Dietro alla maschera del nostro benessere e del nostro vivere senza pensieri, delle giustificazioni che ci diamo Saunders ci mostra l'abisso in cui sono precipitate le nostre anime. Lo fa con una scrittura abile, capace di narrare il flusso continuo di immagini catodiche che invadono l'etere, gli occhi e i cervelli saturandoli, e con umorismo acido e surreale che ci rende più facile guardare oltre l'orlo del precipizio, anche se non meno doloroso.


(George Saunders “Nel Paese della Persuasione” 2010 Minimum Fax)

domenica 8 giugno 2014

Progetto Gutenberg

Vi segnalo "Project Gutenberg", un sito che rende disponibili gratuitamente molti ebook, in diversi formati e anche in testo semplice, che potete leggere ed eventualmente stampare se, come me, vedete l'ebook reader come un oggetto del demonio...
Trovate il sito QUI

domenica 1 giugno 2014

Letture in corso

John Cheever
Mi rendo conto che dallo scorso gennaio non pubblico una recensione su questo blog.
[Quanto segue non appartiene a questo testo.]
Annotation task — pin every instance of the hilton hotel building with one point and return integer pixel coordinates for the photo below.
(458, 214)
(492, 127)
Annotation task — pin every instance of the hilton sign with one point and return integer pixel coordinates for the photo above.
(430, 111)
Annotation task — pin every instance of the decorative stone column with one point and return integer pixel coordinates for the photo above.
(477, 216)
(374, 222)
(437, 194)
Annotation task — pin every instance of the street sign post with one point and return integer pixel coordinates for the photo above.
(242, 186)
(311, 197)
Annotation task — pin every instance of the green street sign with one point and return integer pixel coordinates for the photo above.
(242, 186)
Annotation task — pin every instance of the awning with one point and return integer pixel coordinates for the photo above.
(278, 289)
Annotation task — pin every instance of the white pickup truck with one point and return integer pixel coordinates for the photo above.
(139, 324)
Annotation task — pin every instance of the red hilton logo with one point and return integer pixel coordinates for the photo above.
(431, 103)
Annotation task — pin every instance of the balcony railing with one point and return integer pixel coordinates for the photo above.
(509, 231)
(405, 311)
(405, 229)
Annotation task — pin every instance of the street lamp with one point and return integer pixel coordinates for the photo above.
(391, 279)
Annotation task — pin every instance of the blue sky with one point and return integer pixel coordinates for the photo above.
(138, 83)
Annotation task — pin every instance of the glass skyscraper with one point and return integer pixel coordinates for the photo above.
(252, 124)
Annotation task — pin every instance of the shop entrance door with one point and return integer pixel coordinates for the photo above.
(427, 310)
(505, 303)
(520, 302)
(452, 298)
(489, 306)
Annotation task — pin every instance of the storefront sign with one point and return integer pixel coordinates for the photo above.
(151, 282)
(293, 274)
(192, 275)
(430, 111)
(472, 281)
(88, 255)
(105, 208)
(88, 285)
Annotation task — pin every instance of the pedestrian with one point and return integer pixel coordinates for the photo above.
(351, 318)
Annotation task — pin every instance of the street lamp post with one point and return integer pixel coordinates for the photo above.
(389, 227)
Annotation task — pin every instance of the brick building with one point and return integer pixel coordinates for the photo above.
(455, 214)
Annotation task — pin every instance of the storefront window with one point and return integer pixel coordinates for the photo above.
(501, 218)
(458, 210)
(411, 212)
Il motivo non sono gli impegni, pur tanti, ma la lettura. Mi sto infatti cimentando in due imprese piuttosto corpose. Proprio a gennaio ho iniziato a leggere "Il Petalo Cremisi e il Bianco", di Michel Faber, un'appassionante cavalcata nella Londra vittoriana che -pur nella perfezione della ricostruzione di paesaggi, usi, società e bigottismo- proprio verso quel mondo è anche molto ironica. Da ragazzina, quando scoprii Oscar Wilde, Kipling, Stevenson, Conan Doyle, vedevo l'800 inglese come un'epoca avventurosa e favolistica. Questo libro cauterizza le mie fantasie infantili e mostra come realmente doveva essere la vita. C'è però un problema, il libro non è mio ma del Pizza, noto per la sua maniacalità nella scelta di volumi perfetti senza graffi in copertina o minuscole orecchiette nelle pagine. Ovvio quindi che non mi porti appresso Il Petalo in metrò e a scuola. Al suo posto mi accompagna l'altrettanto enorme volume di racconti di John Cheever edito da Feltrinelli. Una raccolta veramente fantastica, affascinante, il mio primo incontro con questo scrittore estremamente ironico e capace, che descrive l'America e gli americani con tratti leggeri, a volte quasi impalpabili, ma che restituiscono al lettore un'immagine limpida. Non so quale dei due libri finirò per primo, in ogni caso scrivere le recensioni di questi libri sarà appassionante.